「肉芽は皮膚と同様に,深部で作られて次第に表面に向かって移動し,表面に達したものから剥がれ落ちる」という鳥谷部先生の仮説である。このターンオーバーが正常に回っている肉芽が「健康な肉芽」,即ち「早期に治癒する肉芽」であり,ターンオーバーがうまく動いていないのが「不良肉芽」,つまり「なかなか治らない肉芽」である。ターンオーバーがうまくいかないから肉芽がブヨブヨして変に水っぽいとも考えられる。
鳥谷部先生によると,この状態は『行く川の流れは絶えずして,しかも元の流れにあらず』なんだそうである。「川の水(肉芽表面)はいつも同じに見えるが,常に流れていて(ターンオーバーがあって)新たな水なんだよ」ということらしい。ちなみに鳥谷部先生は,これとかシェークスピアとか,文学上の名句,警句をもじって使うのが好きである。
この仮説の良いところは,「治癒が速い肉芽は常に表面が新鮮に見え,創感染も起こらないが,治癒が遅れている肉芽表面は新鮮さに欠け,しかも感染する事がある」という現実を一義的に説明できる点にある。特にに感染については,肉芽表面が細菌と共にはがれ落ちる事で細菌数が増えないようになっているのと,深部から表面への物質の移動が細菌の深部への侵入を物理的に防いでいる事で,うまく説明できるようだ。

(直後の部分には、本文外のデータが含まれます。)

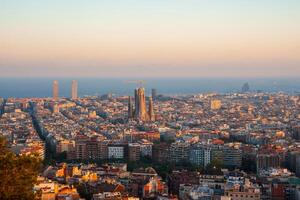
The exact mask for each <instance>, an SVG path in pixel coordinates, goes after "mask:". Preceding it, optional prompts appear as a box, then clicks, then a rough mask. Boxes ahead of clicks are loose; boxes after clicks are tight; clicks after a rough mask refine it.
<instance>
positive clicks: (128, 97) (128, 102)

さらにこの仮説は,いつの時点まで肉芽形成が続くのか,何が肉芽形成をストップさせるのか,肉芽形成ストップに上皮化完了がどのように関与しているのかなど,面白い問題を幾つも提示できるところにある。
実際にこれが本当なのか,単なる与太話なのかは実感すれば比較的簡単に証明できると思う。実験設備と時間がある人,やってみませんか?